Wir möchten Sie und mit Ihnen alle Delegierten der außerordentlichen Bundesversammlung am 13. Mai bitten, folgende Forderungen zu unterstützen:

+ Die NATO-Angriffe sind sofort zu beenden!

+ Es wird von seiten der Grünen glaubhaft und unwideruflich zugesichert, daß unter keinen Umständen deutsche Bodentruppen eingesetzt werden.

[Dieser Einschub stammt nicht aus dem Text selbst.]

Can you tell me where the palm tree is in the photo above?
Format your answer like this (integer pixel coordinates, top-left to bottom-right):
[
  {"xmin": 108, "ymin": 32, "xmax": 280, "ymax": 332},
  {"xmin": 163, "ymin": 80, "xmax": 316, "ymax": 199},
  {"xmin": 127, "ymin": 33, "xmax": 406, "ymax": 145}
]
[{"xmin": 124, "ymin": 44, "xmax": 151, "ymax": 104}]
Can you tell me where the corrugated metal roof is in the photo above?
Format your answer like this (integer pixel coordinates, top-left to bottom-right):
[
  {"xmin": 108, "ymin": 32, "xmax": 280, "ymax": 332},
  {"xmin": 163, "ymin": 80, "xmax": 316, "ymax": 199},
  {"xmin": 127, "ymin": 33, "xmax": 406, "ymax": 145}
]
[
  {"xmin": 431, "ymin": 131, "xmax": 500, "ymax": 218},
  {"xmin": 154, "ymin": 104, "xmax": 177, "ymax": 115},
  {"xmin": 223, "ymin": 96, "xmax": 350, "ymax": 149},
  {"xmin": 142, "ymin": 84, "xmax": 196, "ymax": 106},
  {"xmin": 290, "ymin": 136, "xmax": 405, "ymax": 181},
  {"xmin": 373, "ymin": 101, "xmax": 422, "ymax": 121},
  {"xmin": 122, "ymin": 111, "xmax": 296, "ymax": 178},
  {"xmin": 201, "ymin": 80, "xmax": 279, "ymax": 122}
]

+ Es wird ein Waffenstillstand durch einen neutralen Vermittler nach Art. 100 Abs. 1 der UN-Charta ausgehandelt.

+ Unter Führung der Vereinten Nationen werden Verhandlungen für eine friedliche Zukunft des Kosovo aufgenommen, ein NATO- Protektorat im Kosovo oder in der „Bundesrepublik Jugoslawien“ wird ausgeschlossen.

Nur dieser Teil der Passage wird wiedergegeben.